There was one thing I liked with implications about the backstory of the Sith, though. If Palpatine could reincarnate in another person's body by allowing them to strike him down in hatred, and Palpatine is the leader of the Sith, is this literally all that the Sith are? This one power-hungry spirit body-hopping across the millennia, spreading his message of giving into hate so that he had plenty of host bodies to choose from? It's such a clever idea that casts the scene between Luke and the Palpatine in Return of the Jedi in a new light that I'm thoroughly convinced the writers did it by accident.

In fact, there's an idea that could have made the movie better. Combine the Force Healing and the idea of Palpatine's body hopping: Rey reads the books from the Jedi temple save one, since it begins with a warning that goes something to the extent of "Reader beware. This book contains skills that can lead one down the path of the Dark Side." Rey is already established to be terrified of turning to the Dark Side, so she avoids reading it. However, the rebellion is desperate, and she eventually decides that they need every edge they can get. So she reads it and discovers Force Healing. At first she is confused since the power seems utterly benevolent. She remains confused until she sees Palpatine and his legions of deformed constructs, revealing exactly why knowledge of life force manipulation was forgotten.

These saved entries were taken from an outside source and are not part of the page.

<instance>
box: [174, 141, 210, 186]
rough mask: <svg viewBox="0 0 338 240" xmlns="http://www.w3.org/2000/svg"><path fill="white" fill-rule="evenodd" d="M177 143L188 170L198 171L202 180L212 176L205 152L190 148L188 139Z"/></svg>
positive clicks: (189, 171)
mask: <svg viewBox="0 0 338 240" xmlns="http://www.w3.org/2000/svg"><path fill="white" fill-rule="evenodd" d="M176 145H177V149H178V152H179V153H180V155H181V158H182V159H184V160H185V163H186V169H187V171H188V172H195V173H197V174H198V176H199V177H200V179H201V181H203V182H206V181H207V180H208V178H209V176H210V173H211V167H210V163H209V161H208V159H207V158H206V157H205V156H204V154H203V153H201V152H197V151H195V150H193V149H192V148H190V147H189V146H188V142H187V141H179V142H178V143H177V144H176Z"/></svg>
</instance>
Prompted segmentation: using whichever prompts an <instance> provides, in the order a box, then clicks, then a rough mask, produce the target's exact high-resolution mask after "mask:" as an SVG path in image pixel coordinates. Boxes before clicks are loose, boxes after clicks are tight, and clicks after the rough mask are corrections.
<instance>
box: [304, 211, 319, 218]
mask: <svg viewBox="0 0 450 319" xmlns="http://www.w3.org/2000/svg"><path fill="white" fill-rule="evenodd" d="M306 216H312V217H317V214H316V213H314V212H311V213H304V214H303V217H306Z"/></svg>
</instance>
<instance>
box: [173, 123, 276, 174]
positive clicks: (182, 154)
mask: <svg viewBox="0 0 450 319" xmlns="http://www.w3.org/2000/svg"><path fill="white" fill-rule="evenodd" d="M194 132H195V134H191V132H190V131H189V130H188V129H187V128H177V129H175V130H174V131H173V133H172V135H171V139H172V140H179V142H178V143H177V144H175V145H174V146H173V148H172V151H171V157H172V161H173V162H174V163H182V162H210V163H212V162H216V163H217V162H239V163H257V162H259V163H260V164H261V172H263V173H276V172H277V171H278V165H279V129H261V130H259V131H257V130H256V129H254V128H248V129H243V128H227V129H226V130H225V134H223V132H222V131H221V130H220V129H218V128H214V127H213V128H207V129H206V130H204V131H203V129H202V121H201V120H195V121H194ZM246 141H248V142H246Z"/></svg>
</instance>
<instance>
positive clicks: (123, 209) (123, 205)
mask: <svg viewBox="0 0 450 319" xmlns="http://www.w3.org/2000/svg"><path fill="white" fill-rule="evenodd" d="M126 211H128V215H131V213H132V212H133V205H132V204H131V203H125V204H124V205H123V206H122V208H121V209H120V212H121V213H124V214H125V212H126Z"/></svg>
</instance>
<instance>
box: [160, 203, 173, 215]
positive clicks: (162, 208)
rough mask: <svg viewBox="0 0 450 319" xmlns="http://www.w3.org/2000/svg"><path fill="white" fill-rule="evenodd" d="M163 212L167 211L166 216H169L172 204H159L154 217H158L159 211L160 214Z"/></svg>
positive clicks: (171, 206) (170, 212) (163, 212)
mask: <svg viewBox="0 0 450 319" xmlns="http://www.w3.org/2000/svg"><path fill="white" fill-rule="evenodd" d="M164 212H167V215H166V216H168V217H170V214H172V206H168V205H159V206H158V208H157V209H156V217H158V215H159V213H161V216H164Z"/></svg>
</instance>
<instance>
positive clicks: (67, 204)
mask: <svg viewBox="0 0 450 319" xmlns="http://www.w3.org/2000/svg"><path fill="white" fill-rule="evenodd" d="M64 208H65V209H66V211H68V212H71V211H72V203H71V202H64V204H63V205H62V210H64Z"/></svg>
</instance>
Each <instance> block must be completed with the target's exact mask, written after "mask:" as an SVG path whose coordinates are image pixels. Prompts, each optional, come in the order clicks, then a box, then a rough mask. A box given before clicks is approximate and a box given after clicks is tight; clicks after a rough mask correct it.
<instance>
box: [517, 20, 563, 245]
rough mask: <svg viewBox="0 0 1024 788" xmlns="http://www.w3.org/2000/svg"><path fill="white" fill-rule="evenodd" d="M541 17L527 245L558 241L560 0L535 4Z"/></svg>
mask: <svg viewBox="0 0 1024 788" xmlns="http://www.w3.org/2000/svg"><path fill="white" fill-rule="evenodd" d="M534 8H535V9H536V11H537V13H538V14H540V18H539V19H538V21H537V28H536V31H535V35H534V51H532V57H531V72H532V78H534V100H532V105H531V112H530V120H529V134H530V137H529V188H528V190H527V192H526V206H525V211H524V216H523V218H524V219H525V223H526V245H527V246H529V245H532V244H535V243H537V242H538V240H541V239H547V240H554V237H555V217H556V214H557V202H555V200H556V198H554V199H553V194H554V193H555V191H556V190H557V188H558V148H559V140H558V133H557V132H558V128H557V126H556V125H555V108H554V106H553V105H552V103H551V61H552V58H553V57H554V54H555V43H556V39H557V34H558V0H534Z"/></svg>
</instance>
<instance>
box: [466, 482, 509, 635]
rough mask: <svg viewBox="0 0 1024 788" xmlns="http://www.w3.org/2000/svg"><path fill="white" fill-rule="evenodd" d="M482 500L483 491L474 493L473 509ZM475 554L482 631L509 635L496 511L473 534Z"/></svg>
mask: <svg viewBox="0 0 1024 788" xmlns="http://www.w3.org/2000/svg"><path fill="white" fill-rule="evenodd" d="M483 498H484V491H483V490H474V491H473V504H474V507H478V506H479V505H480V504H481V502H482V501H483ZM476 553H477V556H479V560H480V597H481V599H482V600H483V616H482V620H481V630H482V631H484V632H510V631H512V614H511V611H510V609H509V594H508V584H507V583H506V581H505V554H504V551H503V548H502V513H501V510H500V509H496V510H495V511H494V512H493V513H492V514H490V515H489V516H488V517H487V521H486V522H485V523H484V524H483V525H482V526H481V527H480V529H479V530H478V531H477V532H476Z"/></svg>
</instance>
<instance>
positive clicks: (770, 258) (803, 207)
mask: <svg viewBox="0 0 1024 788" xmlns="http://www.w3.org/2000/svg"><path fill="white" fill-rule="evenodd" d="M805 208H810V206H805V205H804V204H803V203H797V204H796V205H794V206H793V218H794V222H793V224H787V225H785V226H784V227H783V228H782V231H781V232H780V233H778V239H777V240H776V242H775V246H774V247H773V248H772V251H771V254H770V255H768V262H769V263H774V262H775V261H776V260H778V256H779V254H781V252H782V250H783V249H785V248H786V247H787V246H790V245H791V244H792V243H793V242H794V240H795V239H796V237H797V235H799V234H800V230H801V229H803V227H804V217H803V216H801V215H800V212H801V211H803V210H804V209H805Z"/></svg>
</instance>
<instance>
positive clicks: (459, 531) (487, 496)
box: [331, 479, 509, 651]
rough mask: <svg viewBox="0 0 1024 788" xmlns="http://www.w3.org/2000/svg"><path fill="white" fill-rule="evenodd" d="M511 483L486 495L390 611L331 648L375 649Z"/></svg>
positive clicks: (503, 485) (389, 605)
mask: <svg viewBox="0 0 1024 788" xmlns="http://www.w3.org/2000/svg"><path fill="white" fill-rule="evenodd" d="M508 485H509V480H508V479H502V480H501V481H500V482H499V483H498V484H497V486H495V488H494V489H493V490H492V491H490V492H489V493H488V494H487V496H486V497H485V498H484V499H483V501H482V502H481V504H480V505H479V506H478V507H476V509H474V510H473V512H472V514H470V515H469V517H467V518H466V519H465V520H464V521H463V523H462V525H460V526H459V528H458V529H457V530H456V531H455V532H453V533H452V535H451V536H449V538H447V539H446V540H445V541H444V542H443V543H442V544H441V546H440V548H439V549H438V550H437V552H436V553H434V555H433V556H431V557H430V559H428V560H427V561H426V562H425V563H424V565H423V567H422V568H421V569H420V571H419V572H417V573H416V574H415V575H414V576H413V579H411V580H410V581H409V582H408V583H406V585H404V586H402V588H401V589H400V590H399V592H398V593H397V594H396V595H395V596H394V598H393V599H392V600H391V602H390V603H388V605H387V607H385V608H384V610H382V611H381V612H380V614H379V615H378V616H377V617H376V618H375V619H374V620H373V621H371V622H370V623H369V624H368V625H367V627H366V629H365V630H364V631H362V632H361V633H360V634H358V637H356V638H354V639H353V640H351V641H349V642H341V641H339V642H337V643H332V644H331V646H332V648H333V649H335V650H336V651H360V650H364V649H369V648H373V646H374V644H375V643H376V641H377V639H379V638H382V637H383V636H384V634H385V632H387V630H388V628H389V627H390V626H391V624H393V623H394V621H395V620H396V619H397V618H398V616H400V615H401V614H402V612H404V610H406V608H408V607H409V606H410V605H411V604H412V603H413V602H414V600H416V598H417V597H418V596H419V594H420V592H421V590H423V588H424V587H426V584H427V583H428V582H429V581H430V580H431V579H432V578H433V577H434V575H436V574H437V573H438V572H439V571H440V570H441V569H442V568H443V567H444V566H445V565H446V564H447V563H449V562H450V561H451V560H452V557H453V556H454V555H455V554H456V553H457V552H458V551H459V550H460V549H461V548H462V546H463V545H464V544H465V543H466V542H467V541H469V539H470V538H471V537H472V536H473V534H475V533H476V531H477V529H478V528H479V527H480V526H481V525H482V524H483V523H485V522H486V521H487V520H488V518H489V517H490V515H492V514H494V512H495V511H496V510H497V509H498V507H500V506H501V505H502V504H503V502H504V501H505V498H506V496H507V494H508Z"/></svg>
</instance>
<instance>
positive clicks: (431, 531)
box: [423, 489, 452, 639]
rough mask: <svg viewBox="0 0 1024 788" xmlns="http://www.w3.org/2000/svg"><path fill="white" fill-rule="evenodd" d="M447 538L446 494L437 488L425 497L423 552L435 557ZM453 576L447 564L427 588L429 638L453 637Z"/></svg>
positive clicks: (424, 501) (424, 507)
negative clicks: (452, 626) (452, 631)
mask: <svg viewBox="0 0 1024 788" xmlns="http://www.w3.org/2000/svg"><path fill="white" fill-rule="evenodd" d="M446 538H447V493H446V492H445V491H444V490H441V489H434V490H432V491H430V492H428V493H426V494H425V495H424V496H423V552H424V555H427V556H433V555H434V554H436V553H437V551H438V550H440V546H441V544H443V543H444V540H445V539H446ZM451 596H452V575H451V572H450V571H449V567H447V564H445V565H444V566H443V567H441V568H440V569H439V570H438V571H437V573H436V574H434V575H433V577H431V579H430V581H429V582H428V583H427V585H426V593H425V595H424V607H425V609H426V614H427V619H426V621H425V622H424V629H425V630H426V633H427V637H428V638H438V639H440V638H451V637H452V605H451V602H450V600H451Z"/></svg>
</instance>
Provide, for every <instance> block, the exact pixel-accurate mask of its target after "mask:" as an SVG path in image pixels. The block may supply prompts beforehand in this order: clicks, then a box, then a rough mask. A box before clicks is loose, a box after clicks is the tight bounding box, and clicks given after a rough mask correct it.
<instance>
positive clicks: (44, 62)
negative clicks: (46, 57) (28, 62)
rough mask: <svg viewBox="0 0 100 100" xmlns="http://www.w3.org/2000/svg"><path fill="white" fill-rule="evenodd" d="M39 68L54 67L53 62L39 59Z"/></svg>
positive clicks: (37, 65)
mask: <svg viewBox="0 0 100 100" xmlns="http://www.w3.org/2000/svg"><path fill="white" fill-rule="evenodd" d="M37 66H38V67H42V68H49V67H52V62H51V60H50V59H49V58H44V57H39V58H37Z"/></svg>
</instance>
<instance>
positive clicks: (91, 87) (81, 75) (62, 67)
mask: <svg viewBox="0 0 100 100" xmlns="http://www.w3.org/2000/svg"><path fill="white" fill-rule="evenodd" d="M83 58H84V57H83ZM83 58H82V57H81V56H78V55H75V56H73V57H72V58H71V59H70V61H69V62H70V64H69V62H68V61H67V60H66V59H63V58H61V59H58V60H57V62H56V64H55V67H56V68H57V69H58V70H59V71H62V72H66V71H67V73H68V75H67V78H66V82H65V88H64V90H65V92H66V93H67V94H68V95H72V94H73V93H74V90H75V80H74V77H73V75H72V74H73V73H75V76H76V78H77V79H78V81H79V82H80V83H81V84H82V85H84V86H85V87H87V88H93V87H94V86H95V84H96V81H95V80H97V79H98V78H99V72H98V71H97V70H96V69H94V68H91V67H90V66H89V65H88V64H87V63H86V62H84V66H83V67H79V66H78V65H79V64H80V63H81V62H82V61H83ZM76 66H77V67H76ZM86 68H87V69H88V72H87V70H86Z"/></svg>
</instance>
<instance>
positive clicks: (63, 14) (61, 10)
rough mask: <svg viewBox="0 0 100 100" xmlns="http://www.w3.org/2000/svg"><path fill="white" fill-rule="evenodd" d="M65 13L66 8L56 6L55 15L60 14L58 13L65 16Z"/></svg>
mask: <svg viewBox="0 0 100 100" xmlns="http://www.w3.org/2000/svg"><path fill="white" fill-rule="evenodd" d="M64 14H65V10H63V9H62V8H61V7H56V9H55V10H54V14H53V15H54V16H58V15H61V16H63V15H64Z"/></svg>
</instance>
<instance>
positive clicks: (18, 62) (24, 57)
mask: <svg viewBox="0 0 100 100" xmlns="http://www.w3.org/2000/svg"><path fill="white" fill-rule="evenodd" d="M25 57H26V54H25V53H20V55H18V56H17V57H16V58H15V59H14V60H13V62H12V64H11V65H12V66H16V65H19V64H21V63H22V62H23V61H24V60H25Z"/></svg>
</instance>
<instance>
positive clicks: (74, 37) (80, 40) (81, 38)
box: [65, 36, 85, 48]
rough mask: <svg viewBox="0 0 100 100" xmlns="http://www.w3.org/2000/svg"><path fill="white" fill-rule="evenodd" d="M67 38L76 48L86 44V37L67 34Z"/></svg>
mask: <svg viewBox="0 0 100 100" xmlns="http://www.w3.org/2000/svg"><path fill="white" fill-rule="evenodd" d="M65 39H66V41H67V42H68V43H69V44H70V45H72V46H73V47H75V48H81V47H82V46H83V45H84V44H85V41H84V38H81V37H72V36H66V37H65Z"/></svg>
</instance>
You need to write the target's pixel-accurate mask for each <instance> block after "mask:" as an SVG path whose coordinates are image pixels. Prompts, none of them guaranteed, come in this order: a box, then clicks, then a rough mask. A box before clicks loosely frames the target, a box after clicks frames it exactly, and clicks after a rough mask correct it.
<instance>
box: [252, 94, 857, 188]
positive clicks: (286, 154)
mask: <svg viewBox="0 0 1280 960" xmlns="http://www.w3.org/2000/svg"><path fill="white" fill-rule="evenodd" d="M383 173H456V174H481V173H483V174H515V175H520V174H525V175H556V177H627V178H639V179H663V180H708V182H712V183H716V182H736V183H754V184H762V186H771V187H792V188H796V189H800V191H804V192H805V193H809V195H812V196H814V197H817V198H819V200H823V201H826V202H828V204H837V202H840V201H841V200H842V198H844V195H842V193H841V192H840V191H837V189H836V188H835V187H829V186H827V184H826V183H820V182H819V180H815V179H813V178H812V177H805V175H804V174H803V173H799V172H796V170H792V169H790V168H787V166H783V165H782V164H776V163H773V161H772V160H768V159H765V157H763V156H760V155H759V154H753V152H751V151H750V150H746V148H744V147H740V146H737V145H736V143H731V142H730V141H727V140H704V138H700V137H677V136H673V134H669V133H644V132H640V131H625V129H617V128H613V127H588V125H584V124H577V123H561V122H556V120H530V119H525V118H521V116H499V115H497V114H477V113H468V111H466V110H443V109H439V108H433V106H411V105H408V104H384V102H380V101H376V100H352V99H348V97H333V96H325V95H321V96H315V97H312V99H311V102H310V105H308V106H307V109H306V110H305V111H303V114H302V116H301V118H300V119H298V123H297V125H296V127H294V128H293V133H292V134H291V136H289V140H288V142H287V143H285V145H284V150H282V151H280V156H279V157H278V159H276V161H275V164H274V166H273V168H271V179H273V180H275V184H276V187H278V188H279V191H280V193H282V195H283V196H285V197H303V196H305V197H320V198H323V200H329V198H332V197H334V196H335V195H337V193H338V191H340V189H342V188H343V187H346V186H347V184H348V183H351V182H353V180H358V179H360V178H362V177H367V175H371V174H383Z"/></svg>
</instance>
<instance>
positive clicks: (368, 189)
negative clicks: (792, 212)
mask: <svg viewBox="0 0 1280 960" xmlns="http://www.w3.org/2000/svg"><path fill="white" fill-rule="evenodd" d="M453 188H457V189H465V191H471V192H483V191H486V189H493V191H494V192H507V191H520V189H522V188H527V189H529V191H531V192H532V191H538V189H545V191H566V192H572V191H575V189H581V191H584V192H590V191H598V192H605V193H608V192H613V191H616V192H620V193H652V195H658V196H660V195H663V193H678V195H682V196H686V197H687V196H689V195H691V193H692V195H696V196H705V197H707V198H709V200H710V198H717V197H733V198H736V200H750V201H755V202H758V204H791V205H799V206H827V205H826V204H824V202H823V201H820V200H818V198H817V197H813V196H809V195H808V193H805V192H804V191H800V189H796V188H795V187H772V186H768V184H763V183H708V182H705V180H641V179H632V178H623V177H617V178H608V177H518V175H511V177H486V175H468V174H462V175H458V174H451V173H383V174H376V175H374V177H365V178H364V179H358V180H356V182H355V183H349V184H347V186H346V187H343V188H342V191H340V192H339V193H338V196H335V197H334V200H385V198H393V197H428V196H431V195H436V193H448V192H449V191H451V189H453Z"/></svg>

There. I've written a better plot than the movie actually had.

If I had to rank the sequel movies from best to worst, I'd do it as follows:

The Last Jedi: 7/10 (If you don't like it, go get your own opinion.)
The Force Awakens: 5/10 (It's a movie that exists)
The Rise of the Skywalker: 4/10 (If you gave a monkey a can of spray sealant and let him shoot it around the room at random he'd plug more plot holes than the writers did.)

While I enjoyed Last Jedi the most, I can also see that it's where the cracks really started to form. I don't think it was unrecoverable. If the studio had seen the writing on the walls and given the last movie to a talented, passionate director and then not meddled with their decisions, I think that it could have been saved. But alas, it was not to be.